Bug 738519

Summary: Core dump when hotplug/hotunplug usb controller more than 1000 times
Product: Red Hat Enterprise Linux 6 Reporter: FuXiangChun <xfu>
Component: qemu-kvmAssignee: Alex Williamson <alex.williamson>
Status: CLOSED ERRATA QA Contact: Virtualization Bugs <virt-bugs>
Severity: medium Docs Contact:
Priority: medium    
Version: 6.2CC: acathrow, juzhang, knoel, michen, minovotn, mkenneth, qzhou, shu, tburke, virt-maint
Target Milestone: rc   
Target Release: ---   
Hardware: x86_64   
OS: Linux   
Whiteboard:
Fixed In Version: qemu-kvm-0.12.1.2-2.231.el6 Doc Type: Bug Fix
Doc Text:
Cause: Run a guest and then hot-plug/hot-unplug USB controller more than 1000 times. Consequence: Qemu-kvm core dumps Fix: Implemented unregistering of MMIO BARs. The BARs were present and never unregistered which caused leak. Results: Qemu-kvm keeps running and USB controller hot-plug and hot-unplug keeps working.
Story Points: ---
Clone Of: Environment:
Last Closed: 2012-06-20 11:34:24 UTC Type: ---
Regression: --- Mount Type: ---
Documentation: --- CRM:
Verified Versions: Category: ---
oVirt Team: --- RHEL 7.3 requirements from Atomic Host:
Cloudforms Team: --- Target Upstream Version:
Embargoed:

Description FuXiangChun 2011-09-15 04:48:30 UTC
Description of problem:
boot guest and hotplug/hotunplug usb controller >1000 times. qemu will core dump. 

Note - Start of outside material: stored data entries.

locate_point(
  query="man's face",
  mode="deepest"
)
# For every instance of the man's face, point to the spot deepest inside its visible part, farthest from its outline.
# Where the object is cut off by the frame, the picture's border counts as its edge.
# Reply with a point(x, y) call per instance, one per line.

Version-Release number of selected component (if applicable):
host info:
# uname -r
2.6.32-191.el6.x86_64
# rpm -qa|grep kvm
qemu-kvm-0.12.1.2-2.188.el6.x86_64

guest info:
rhel6.2 (64 bit)

How reproducible:
always

Steps to Reproduce:
1.unbind a usb controller in host
2.boot guest without usb controller
/usr/libexec/qemu-kvm  -m 4G -smp 4 -netdev tap,id=hostnet0 -device rtl8139,netdev=hostnet0,id=net0,mac=52:54:00:94:a3:8b -uuid 7c73a852-c316-4d61-b913-9dde17367a30  -drive file=/dev/migrate/data2,if=none,id=drive-virtio-disk0,format=qcow2 -device virtio-blk-pci,drive=drive-virtio-disk0,id=virtio-blk-pci0 -boot c -spice disable-ticketing,port=5911  -vga qxl -qmp tcp:0:6666,server,nowait 

3.hotplug/hotunplug usb controller 2000 times
  (1)device_add driver=pci-assign host=00:1d.0 id=usb100 iommu=1
  (2)device_del id=usb100

Actual results:
qemu core dump

Expected results:
guest work well

Additional info:

bt trace message:
Program received signal SIGSEGV, Segmentation fault.
[Switching to Thread 0x7ffff7037700 (LWP 31970)]
0x0000000000470cc4 in slow_bar_readl (opaque=0x2157298, addr=44) at /usr/src/debug/qemu-kvm-0.12.1.2/hw/device-assignment.c:195

(gdb) bt
#0  0x0000000000470cc4 in slow_bar_readl (opaque=0x2157298, addr=44) at /usr/src/debug/qemu-kvm-0.12.1.2/hw/device-assignment.c:195
#1  0x00000000004eca2c in cpu_physical_memory_rw (addr=<value optimized out>, buf=<value optimized out>, len=4, is_write=0) at /usr/src/debug/qemu-kvm-0.12.1.2/exec.c:3546
#2  0x000000000042bd1c in handle_mmio (env=0x10903b0) at /usr/src/debug/qemu-kvm-0.12.1.2/qemu-kvm.c:868
#3  kvm_run (env=0x10903b0) at /usr/src/debug/qemu-kvm-0.12.1.2/qemu-kvm.c:1020
#4  0x000000000042c009 in kvm_cpu_exec (env=<value optimized out>) at /usr/src/debug/qemu-kvm-0.12.1.2/qemu-kvm.c:1699
#5  0x000000000042ce5f in kvm_main_loop_cpu (_env=0x10903b0) at /usr/src/debug/qemu-kvm-0.12.1.2/qemu-kvm.c:1968
#6  ap_main_loop (_env=0x10903b0) at /usr/src/debug/qemu-kvm-0.12.1.2/qemu-kvm.c:2018
#7  0x000000340f6077e1 in start_thread () from /lib64/libpthread.so.0
#8  0x000000340eee578d in clone () from /lib64/libc.so.6

Comment 2 Gerd Hoffmann 2011-09-15 14:26:06 UTC
"device_add driver=pci-assign host=00:1d.0 id=usb100 iommu=1"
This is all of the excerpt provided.